The girl next door(#61)

Born again

“Slow Death or Quick ?” Asked my demons.

” Another day ” I replied

” I’ve died at nights and come alive at morning,

Mourned over the death of who I was a day before and cheerfully welcomed another me with the break of the dawn.

I’ve survived with a broken heart, when my breaths were just cold sighs. I’ve survived the hollow in my chest, the sinking feeling in my gut.

I’ve survived, I’ve survived dying every night to be born again next morning.

Quick death or slow, I’ll give this one to you.

Just give me another day.

With the break of dawn, I’ll be born again.”

©Samridhi Dutta


The girl next door (#60)

You’re right 

I’m not going to stand before you and justify my actions, my words, my tone,my pitch.

I’d apologize, but not beg for forgiveness.

I didn’t mean to offend you, but that just doesn’t mean it was right if I did.

I was wrong, so were you.

Just one conversation out of a thousand, where you thought I wasn’t at the best of my behaviour.

I don’t care,

At least not any more.

I don’t have to justify if I respect you or not,there’s no justification for whether or not you respect a person.

It’s felt, if it’s there.

It’s not felt, if it isn’t.

If you don’t feel it, probably you’re right.

If I were you, I’d not stay.

I’d walk out on such a person, 

Who has no respect for me.

If I were you, I’d walk out on me.

So I’ll hold the door open, and wait until you leave.

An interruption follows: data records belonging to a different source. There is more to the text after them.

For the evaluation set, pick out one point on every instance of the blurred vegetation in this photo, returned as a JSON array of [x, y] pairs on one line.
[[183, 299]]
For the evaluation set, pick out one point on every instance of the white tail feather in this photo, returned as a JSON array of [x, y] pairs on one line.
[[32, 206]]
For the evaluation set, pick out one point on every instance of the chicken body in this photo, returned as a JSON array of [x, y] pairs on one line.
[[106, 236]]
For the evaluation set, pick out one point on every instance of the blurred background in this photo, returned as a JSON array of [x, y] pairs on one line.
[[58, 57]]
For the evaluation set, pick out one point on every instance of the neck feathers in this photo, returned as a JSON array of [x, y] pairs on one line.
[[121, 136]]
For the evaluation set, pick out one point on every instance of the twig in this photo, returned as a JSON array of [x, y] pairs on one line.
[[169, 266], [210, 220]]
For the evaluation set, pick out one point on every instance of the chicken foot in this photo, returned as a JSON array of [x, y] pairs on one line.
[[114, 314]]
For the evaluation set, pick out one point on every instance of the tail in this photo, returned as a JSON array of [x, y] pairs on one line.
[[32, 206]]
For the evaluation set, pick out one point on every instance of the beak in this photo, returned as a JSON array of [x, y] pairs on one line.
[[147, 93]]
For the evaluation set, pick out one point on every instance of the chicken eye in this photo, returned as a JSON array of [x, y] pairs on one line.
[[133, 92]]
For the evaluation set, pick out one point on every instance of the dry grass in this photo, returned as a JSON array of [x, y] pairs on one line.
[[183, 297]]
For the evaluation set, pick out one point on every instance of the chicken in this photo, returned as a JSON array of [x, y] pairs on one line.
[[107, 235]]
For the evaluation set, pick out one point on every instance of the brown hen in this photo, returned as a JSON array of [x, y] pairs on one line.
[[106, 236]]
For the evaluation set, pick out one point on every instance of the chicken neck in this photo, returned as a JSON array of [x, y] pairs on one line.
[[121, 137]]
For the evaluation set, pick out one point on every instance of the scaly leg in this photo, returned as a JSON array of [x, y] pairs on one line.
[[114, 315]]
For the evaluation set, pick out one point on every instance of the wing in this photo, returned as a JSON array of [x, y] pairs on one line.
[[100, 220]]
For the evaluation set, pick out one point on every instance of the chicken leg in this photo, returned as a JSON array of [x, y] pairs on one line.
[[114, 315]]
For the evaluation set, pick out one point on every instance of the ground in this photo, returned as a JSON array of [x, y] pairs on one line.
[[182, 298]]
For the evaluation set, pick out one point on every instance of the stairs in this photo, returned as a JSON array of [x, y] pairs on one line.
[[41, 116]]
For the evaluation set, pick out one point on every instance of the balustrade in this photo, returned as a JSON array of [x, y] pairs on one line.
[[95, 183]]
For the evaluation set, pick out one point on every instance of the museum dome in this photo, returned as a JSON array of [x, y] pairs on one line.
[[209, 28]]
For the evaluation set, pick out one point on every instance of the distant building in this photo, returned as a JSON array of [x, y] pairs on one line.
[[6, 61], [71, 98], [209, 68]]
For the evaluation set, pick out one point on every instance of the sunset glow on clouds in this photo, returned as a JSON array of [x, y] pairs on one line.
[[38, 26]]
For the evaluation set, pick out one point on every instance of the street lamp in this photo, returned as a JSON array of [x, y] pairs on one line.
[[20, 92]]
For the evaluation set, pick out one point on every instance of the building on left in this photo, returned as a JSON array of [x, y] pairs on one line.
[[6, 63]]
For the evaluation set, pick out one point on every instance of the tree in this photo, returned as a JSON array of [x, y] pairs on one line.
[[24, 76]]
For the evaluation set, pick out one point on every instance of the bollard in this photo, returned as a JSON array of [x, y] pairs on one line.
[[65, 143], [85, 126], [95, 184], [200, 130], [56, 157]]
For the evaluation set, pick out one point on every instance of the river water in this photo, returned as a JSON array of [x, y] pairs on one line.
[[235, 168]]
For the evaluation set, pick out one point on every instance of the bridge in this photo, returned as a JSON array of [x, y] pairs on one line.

I’m sure I don’t respect you,

There’s none you can see in my eyes.

There’s none I can make feel.

If you don’t feel it, probably you’re right.

©Samridhi Dutta.

The girl next door (#59)

They hadn’t spoken to each other  for days at a stretch, his phone beeped- 

Her-” Did I tell you ,I’m scared of the dark.”

Him-” No , what happened?”

Her-“Just saying. I was entering my room it was pitch black so the first thing that I did, I always do.I extended my hand and switched lights on before I entered.

I don’t know, I’m such a kid. I think it’s time I grew up for real.”

Him-” Hey kiddo, you know what I like about you the most?” 

Her– “What?”

Him-” That you’re rare, you’re so innocent so pure to fit in the adult world. Trust me you’re much better the way you are. You don’t need to adult. Don’t grow up.”

Her-” And what about being scared of darkness? That’s plain stupid for someone my age.”

Him– “Well then I’m glad at least something scares you I mean you were the first girl I know to hold lizards in her hand, call rats cute and be ready to play with almost any animal on 4 legs, loves reptiles and wants to have a lion cub as her future pet. 

I think by those standards if you actually find ghosts that lurk in the darkness waiting to rip you off scary as you enter a dark room ,it’s totally fine.” 

Her– “WOW, you definitely didn’t need to say the last lurking in darkness waiting to rip me off thing. I was kind of enjoying the description of how unique I am. Anyway..”

Him– “Anyway..?”

Her-” Nothing, I’ll talk to you later. Bye”

Him– ” Say na?” 

Her– ” Nothing, Bye.”

Him– ” Say naaa?”

Her– ” We don’t get to talk these days. I miss you.”

Him – “I miss you too , even though we don’t talk a lot I want you to know I’m there and I’m not leaving you. We can manage time and distance that’s just some numbers.”

Her-” Yeah we can :).”

Him– ” As far as I remember your maths is super weak, so I think I’ll manage the numbers alone. Can’t risk it😂😂.”

Her– “Ha ha ha😑😒”

Him-“Will you ever finish your unfinished sentences in one go, without me having to ask you again ? ”

Her-“Never 😂. Bye.”

Him– “Bye 😘❤ ”

©Samridhi Dutta.

The girl next door(#58)

I’m writing to you hoping you still read it,
Almost everything I write is an attempt to tell you what I can’t say, so I write it down. 

You- know – who -you-are,

I miss you, I really do. I know we’ve not been speaking to each other for a while now. I don’t think we’ll be.

I just want you to know I’ve somethings holding me back, binding me and limiting me. The limitations are such that even if I wanted to I can’t do a lot of things that you would rightly expect from me.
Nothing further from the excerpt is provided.